Below is a link to a 2017 blog by Bruce Baker, Professor in the Graduate School of Education at Rutgers, The State University of New Jersey who has written many peer-reviewed articles on state school finance policy.
“The necessity to revisit the basic connections between taxation and the provision of public goods[ii] comes about partly in response to a frequent argument of school choice (voucher and charter) advocates that the public tax dollars belong (or at least should belong) to the child, not the institutions (schools). Institutions – especially government institutions – are faceless bureaucracies, thus “bad” whereas children are obviously “good.” That is, even if those institutions are established to serve the children. While this claim makes a compelling soundbite, it falsely assumes an oversimplified linear tax collection to spending distribution path and individualistic benefit basis for public goods and services. That taxpayer-parents (presumed one and the same?) pool their money such that the money can be distributed not based on any collective preferences but instead according to each individual’s preferences for their own child, and with no other contributor to the pool having influence over individual choices. That is, individual parent preferences for the use of public dollars always supersede societal preferences.
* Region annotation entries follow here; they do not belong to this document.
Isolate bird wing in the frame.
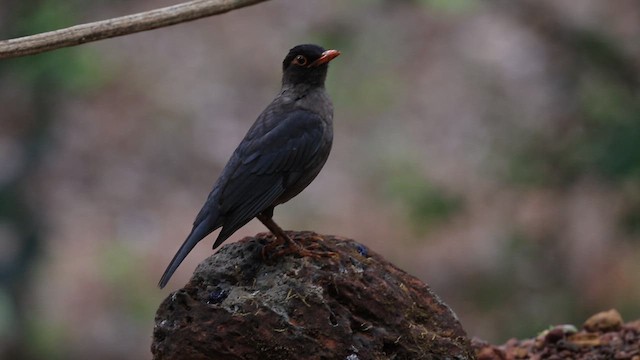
[214,110,328,248]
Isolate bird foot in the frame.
[262,236,338,260]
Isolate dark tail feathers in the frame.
[158,221,215,289]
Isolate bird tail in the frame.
[158,221,215,289]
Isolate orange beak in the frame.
[309,50,340,67]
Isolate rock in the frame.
[151,232,474,360]
[582,309,623,332]
[472,310,640,360]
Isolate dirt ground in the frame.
[472,310,640,360]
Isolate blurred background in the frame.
[0,0,640,359]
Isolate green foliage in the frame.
[0,0,106,92]
[385,166,462,234]
[99,241,161,325]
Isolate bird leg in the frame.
[257,213,300,252]
[256,212,334,259]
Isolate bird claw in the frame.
[262,237,338,260]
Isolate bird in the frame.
[158,44,340,288]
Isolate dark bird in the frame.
[158,45,340,288]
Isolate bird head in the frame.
[282,44,340,86]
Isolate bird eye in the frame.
[293,55,307,66]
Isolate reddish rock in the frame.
[473,310,640,360]
[151,232,474,360]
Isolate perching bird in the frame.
[158,45,340,288]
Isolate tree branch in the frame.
[0,0,266,59]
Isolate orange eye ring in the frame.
[293,55,308,66]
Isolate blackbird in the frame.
[158,44,340,288]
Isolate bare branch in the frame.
[0,0,266,59]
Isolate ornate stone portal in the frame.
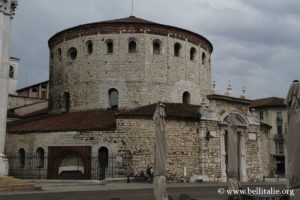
[0,0,18,176]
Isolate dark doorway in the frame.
[48,146,91,179]
[98,147,108,180]
[224,130,241,180]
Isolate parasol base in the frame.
[153,176,168,200]
[290,189,300,200]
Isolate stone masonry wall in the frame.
[50,33,211,111]
[6,119,264,182]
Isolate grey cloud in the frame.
[12,0,300,98]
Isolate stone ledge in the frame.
[0,176,41,192]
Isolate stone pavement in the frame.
[0,176,40,194]
[0,180,285,200]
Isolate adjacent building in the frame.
[250,97,287,176]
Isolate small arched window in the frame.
[57,48,61,61]
[36,147,45,168]
[153,40,160,54]
[174,42,181,57]
[128,40,137,53]
[108,88,119,109]
[190,47,196,60]
[68,47,77,62]
[64,92,70,112]
[9,66,15,78]
[202,52,206,65]
[106,40,114,53]
[182,92,191,104]
[18,148,25,168]
[85,40,93,55]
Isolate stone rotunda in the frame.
[5,16,271,182]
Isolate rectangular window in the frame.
[42,91,47,99]
[259,111,264,120]
[276,142,284,154]
[277,125,282,135]
[276,111,282,123]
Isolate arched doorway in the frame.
[48,146,92,179]
[221,112,248,182]
[58,154,84,180]
[98,147,108,180]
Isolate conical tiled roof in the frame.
[102,16,157,24]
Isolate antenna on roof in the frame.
[130,0,133,16]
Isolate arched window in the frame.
[128,40,136,53]
[98,147,108,168]
[57,48,61,61]
[36,147,45,168]
[9,66,15,78]
[190,47,196,60]
[18,148,25,168]
[202,52,206,65]
[108,88,119,109]
[64,92,70,112]
[106,40,114,53]
[85,40,93,55]
[174,42,181,57]
[182,92,191,104]
[152,40,160,54]
[68,47,77,62]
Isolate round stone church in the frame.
[5,16,270,182]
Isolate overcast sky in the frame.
[12,0,300,99]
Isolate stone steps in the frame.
[0,176,40,192]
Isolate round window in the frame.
[68,47,77,61]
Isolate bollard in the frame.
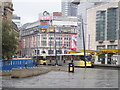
[68,63,74,73]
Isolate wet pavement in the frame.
[2,68,118,88]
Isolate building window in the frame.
[48,50,54,54]
[107,8,117,40]
[96,11,106,41]
[49,41,54,46]
[97,45,105,50]
[107,45,117,49]
[41,41,47,46]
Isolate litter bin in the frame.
[68,63,74,72]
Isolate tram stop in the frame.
[68,63,74,73]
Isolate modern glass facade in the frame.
[107,8,117,40]
[96,11,106,41]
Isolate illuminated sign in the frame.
[38,25,48,28]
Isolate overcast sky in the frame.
[12,0,61,25]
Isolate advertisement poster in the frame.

This ideology runs contrary to the basic concept of public goods and services.
The “money belongs to the child” claim also falsely assumes that the only expenses associated with each individual’s education choice are the current annual expenses of “educating” that individual. Further, that the expenses associated with educating (equitably) the first, second and third child are the same as the ninety-ninth child choosing any one institution. That is, it ignores entirely marginal costs and economies of scale, foundational elements of origins of public institutions. We collect tax dollars and provide public goods and services because it allows us to do so at an efficient scale of operations.”